Anyway, this is not a maths problems - it's a real life problem with 10,000 guns 9999 bullets and a set of rules. Some can use their intuition to decide what to do while others can resort to "maths" to work it out. You saying it is only a 50 - 50 chance suggests you are only considering it as a "maths problem". Anyway I apologise for resorting to terrorism smiley - runsmiley - ok


Can you work this out?

Post 49

U14993989

intimidate (not intimated) - [wow I average one misspelling / mis word per comment].


Can you work this out?

Post 50

Dmitri Gheorgheni, Post Editor

I still say the statistical probabiity is not predictive in this form of Russian roulette.

Would I feel more sanguine changing my choice of guns? I would not.

Now, if I had 10,000 lives, sort of like a horde of cats, and I wanted to better my chances, then changing would make sense, non? smiley - bigeyes


Can you work this out?

Post 51

Willem

OK the only thing to do is to show how this works in practice. Let's use Stone Aart's example of 1000 doors and 1 Lamborghini.

You make your choice. Free choice.

THEN the host tells you:

You can keep your door OR you can switch to ALL 999 other doors.

What do you do - stay with your first choice, or take ALL 999 other doors? What is likeliest: that the car is behind the door you chose first, or that it is behind one of the other doors?

Another example. I have in my hand a six-sided die and I'll stake my life on it that it's a fair die. I offer you a chance: You an bet on me throwing a 6 OR you can bet on me throwing any number OTHER than a 6. In either case you win a thousand dollars. What do you choose?


Can you work this out?

Post 52

Tavaron da Quirm - Arts Editor

But that's not at all the same. In your first example it was one door or one other door. That's a huge difference to one door or 999 other doors.
Of course there is an equal probability of the car being in any of the doors, so it could be in my own door just as well as in any other. But with 999 doors you have many more *chances* than with one door.


Can you work this out?

Post 53

Dmitri Gheorgheni, Post Editor

Or, why people buy more than one raffle ticket? smiley - winkeye Good point, Tav.


Can you work this out?

Post 54

Willem

Hi again Tav and Dmitri (and anyone else still hanging around)! Now what I want to show is that it comes to exactly the same thing.

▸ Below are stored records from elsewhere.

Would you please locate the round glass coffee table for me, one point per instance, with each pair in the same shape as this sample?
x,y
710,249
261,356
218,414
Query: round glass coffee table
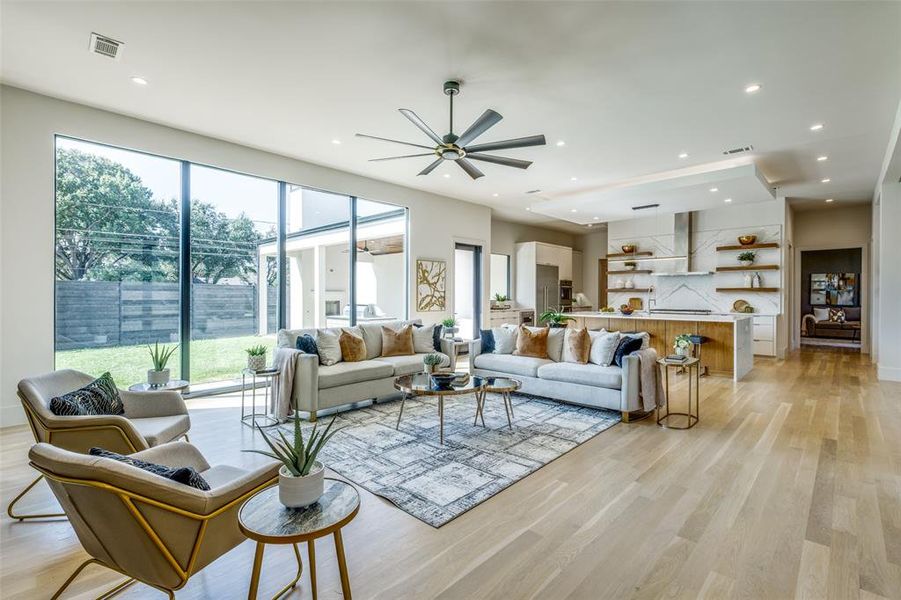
x,y
422,384
265,520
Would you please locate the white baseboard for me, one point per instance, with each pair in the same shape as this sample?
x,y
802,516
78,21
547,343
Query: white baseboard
x,y
888,373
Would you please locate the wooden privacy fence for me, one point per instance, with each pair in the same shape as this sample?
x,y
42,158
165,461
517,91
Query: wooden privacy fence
x,y
95,314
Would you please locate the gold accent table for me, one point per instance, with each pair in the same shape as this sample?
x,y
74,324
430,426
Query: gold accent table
x,y
692,364
265,520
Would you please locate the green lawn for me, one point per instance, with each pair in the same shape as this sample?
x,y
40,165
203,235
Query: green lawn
x,y
211,360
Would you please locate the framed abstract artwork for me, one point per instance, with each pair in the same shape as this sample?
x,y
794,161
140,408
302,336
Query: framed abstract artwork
x,y
431,285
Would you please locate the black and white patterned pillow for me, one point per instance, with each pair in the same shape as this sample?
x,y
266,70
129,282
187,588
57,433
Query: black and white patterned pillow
x,y
100,397
184,475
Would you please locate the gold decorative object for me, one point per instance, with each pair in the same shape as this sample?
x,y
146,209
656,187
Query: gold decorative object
x,y
431,285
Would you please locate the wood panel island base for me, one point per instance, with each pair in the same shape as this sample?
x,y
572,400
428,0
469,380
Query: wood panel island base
x,y
728,349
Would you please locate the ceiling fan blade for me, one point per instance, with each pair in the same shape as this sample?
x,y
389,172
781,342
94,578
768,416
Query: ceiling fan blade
x,y
470,168
532,140
414,118
501,160
488,119
375,137
431,167
404,156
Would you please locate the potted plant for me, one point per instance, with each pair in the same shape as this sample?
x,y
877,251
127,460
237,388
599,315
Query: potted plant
x,y
555,318
682,344
431,362
160,355
256,357
301,477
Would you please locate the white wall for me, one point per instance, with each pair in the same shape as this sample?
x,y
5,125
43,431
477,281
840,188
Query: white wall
x,y
28,123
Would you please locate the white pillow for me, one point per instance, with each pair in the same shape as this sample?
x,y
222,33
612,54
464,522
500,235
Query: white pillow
x,y
422,339
603,346
329,348
504,339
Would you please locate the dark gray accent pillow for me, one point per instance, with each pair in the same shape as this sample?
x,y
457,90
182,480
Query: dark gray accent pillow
x,y
100,397
184,475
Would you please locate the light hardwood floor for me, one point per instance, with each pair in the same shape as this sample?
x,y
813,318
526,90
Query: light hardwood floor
x,y
790,487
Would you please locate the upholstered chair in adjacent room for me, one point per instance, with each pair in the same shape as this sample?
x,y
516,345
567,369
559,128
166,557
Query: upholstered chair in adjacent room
x,y
150,419
149,528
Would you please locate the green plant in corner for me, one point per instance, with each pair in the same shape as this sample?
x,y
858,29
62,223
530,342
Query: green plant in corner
x,y
298,457
160,355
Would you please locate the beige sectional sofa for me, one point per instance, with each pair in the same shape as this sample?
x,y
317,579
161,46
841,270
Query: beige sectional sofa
x,y
318,387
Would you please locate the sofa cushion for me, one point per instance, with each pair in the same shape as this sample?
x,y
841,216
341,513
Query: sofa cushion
x,y
345,373
526,366
587,374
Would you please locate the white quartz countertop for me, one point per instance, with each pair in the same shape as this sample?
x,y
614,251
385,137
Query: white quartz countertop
x,y
720,318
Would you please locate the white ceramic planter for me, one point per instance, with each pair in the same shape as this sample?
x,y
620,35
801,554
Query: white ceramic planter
x,y
297,492
158,377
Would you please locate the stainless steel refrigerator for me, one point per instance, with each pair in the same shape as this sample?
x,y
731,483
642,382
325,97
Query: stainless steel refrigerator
x,y
547,296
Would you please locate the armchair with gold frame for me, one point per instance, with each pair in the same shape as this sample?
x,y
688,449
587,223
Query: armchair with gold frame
x,y
151,418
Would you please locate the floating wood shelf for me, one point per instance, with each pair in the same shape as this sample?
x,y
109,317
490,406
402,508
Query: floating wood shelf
x,y
629,254
751,268
748,247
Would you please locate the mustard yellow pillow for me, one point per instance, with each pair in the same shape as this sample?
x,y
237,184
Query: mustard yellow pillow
x,y
531,342
353,348
397,343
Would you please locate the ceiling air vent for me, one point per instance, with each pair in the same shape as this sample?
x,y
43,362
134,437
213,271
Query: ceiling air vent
x,y
738,150
106,46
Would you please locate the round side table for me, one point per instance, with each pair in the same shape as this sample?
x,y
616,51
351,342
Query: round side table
x,y
265,520
694,371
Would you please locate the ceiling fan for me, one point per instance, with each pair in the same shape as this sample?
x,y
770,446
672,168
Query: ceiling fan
x,y
457,147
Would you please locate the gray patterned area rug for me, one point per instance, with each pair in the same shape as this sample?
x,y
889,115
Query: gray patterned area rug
x,y
436,483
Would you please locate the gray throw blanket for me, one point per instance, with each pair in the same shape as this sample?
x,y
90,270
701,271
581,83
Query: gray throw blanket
x,y
286,362
650,383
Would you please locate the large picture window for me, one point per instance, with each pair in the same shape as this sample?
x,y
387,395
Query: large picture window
x,y
150,249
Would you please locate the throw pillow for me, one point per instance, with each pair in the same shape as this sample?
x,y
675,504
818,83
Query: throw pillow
x,y
531,342
626,346
603,346
306,344
100,397
184,475
329,347
576,345
424,339
397,342
504,339
487,337
353,348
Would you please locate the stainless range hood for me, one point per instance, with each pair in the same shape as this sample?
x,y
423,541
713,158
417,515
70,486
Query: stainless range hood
x,y
682,248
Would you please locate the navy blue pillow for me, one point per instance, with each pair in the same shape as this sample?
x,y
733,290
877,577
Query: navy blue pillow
x,y
487,340
306,344
626,346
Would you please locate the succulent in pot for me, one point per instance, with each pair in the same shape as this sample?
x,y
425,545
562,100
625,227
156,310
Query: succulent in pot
x,y
159,355
301,479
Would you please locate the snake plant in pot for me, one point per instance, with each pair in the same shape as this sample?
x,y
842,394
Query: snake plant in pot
x,y
301,479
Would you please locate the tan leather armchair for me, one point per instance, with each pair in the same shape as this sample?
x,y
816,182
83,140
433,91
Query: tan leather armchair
x,y
146,527
151,418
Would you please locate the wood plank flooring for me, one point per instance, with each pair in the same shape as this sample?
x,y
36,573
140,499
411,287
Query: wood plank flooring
x,y
790,487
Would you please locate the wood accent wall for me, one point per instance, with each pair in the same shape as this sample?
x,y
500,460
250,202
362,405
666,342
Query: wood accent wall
x,y
716,354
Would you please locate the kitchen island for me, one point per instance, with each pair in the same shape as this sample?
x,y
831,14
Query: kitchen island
x,y
728,349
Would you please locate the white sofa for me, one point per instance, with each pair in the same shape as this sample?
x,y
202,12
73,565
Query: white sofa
x,y
589,384
319,387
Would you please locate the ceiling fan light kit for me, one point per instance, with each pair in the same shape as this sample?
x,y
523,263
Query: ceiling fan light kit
x,y
457,148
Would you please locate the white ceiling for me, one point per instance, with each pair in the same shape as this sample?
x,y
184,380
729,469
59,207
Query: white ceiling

Let us still stay with the 1000 doors one. Let me be the game show host!

So exactly what happens is this:

1. The car is hidden behind any one of the doors, the goats behind all the others.

2. You choose a door - your first choice which is free.

3. I note the door you picked. *Knowing* which door the car is behind, I now open *all* the other doors, showing where the goats are - except for one door. This door might then either have a car behind it, but if your first choice hit the car, then this door will also have a goat behind it, but it's a 'decoy' and I'm not telling you! You have to decide whether to switch or not.

Can you visualise this game? If you have difficulty - how about we actually play a few games? There's an online random number generator. What I can do is, as your host, first let the number generator generate a random number between 1 and 1000. That will be the door with the car; I won't tell you which it is. Then *you* choose a number. Then I as your host, tell you which doors I've opened, showing goats, and which door I'm keeping closed - and you can decide whether to switch or not. We can keep a score. How about it, anyone up for that?